Neue Tipps & Tricks von Eurem OL-Doc! Trainingserfolg inklusive.
Multimodales Nacht-OL-Spezialtraining nach OL-Doc
Es gibt wahrscheinlich nur wenige Spezialist/innen im Nacht-Orientierungslauf, doch diese lieben ihre Königsdisziplin aber umso mehr. Warum daher nicht speziell für kommende Wettkämpfe im Herbst trainieren? Die eigene Arbeit mit nachstehend beschriebenen Methoden brachte mir so manchen Vorteil gegenüber Profis, die das ganze Jahr über Zeit für ihren Sport und für viele Wettkämpfe hatten. Und so manchen athletischen Vorteil anderer konnte ich mental soweit kompensieren, dass Podestplätze in der Nacht immer in meiner Reichweite waren, wo ich unter Tags schon allein wegen deutlich schlechterer Kilometer-Zeiten das Nachsehen hatte.

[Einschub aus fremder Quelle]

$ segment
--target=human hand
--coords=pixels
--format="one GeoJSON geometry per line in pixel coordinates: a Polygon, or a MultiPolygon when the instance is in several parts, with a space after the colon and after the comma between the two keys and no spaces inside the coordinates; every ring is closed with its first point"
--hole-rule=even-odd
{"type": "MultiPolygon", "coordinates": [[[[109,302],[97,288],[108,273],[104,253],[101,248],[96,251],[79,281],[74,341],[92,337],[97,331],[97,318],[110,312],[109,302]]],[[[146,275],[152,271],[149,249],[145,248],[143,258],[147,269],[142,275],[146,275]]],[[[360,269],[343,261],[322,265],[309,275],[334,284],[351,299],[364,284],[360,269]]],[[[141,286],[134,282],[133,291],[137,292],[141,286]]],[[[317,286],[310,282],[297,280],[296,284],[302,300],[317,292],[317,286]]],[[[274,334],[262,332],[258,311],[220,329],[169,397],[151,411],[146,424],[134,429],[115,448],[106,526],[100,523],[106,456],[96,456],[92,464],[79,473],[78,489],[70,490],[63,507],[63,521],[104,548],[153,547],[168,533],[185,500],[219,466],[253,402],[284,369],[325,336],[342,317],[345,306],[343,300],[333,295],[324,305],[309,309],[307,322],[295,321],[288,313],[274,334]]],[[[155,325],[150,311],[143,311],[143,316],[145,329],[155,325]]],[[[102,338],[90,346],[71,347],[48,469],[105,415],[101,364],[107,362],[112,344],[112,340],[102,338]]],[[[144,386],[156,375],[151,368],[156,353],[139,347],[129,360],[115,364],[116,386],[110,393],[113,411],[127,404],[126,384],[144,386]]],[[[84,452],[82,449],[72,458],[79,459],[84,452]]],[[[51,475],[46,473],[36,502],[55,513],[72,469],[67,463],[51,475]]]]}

Scheuklappentraining bei Tag
Dabei, beim so genannten „Scheuklappentraining“, handelt sich um normale OL-Trainings am Tag, bei denen man jedoch versucht, beim Orientieren bewusst nur all jene Komponenten im Gelände wahrzunehmen, die man in der Nacht im eigenen Scheinwerferkegel sehen würde. Das heißt, entferntere Objekte (Hochsitze, Futterkrippen, markante Geländedetails etc.) dürfen nicht mehr als Orientierungshilfe herangezogen werden, sobald sie über etwa 15 Meter von der Laufstrecke abseits liegen, sondern werden geistig gezielt ausgeblendet.
Dies reduziert die Möglichkeiten, die Laufroute wie unter Tags gewohnt mitzuchecken und sollte auch bei der eigenen Routenplanung jeweils eingerechnet werden, da Auffanglinien und -objekte markanter als sonst ausgewählt werden müssen. Auf diese Weise entspricht das Orientieren dem nächtlichen Wettkampf.

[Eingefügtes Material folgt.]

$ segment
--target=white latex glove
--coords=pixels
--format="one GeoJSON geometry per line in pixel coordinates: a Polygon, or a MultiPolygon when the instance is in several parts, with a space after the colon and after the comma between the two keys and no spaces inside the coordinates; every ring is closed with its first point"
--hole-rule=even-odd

Auf den Einbruch der Dunkelheit zu warten, ist nicht nötig. Sich auf Nacht-OLs mental vorzubereiten, geht bei jeder Tag- & Nachtzeit!

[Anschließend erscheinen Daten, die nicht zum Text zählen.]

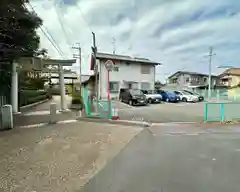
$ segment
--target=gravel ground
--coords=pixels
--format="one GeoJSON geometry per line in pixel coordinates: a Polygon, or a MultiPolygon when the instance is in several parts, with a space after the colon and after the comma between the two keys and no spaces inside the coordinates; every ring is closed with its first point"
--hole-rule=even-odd
{"type": "Polygon", "coordinates": [[[82,192],[239,192],[239,125],[144,130],[82,192]]]}
{"type": "Polygon", "coordinates": [[[141,128],[78,122],[0,134],[0,191],[73,192],[141,128]]]}

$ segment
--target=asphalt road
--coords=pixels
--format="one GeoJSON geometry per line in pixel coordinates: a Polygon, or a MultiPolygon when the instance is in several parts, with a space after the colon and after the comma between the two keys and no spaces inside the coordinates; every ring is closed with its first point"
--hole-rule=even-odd
{"type": "Polygon", "coordinates": [[[203,111],[204,103],[161,103],[119,109],[119,116],[122,120],[151,123],[202,122],[203,111]]]}
{"type": "Polygon", "coordinates": [[[82,192],[239,192],[240,127],[144,130],[82,192]]]}

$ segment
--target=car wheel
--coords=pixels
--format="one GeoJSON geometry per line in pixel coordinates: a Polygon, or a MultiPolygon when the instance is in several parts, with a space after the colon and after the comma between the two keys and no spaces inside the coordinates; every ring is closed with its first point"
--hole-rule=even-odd
{"type": "Polygon", "coordinates": [[[132,100],[129,100],[129,105],[133,106],[133,101],[132,100]]]}

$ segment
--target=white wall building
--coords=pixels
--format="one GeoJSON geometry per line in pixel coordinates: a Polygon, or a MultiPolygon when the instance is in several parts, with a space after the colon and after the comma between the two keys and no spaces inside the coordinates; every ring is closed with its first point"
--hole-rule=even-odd
{"type": "Polygon", "coordinates": [[[120,88],[153,90],[155,82],[155,67],[160,63],[143,58],[97,53],[99,69],[99,97],[107,98],[108,75],[105,62],[112,60],[114,69],[110,72],[111,98],[118,97],[120,88]]]}

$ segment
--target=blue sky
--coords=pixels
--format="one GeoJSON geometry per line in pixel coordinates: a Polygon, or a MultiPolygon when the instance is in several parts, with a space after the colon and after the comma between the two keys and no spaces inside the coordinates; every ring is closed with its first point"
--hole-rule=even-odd
{"type": "MultiPolygon", "coordinates": [[[[218,65],[240,67],[239,0],[34,0],[32,5],[67,57],[72,57],[72,45],[81,43],[85,74],[91,31],[101,52],[113,51],[114,37],[117,54],[163,63],[157,68],[161,81],[178,70],[207,73],[210,46],[216,53],[213,73],[221,72],[218,65]]],[[[39,33],[41,46],[59,58],[39,33]]]]}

Scheuklappen Map Jog bei Tag
Habe ich gerade kein passendes OL-Trainingsgelände bei der Hand, kann ich auch den Map Jog (nach Wilf Holloway) als Scheuklappenlauf durchführen.
Was ist das? Zur Erinnerung: Beim Map Jog laufe ich auf einer meiner gewohnten Long-Jog Runden und nehme eine fremde Wettkampfkarte (z.B. auch eine Routenwahl aus einem OL-Magazin) mit, die eigentlich ein anderes Gelände zeigt. Während des Laufes visualisiere ich den anderen Lauf, plane und strukturiere dabei genauso die Route(n) und versuche vor allem, die Visualisierung in ähnlicher Zeit ablaufen zu lassen wie in der Realität (d.h. am Ende einer 6km-Laufrunde bin ich auch im Muster-OL bei ca. 6km, ggfs. im Ziel). Manchmal kann man vorbekannte Steigungen, Fixpunkte oder Abzweigungen der gewohnten Laufstrecke in die Visualisierung des Fremd-OLs einbauen (z.B. nächster Blick auf die Karte beim Sendemasten nach 500m).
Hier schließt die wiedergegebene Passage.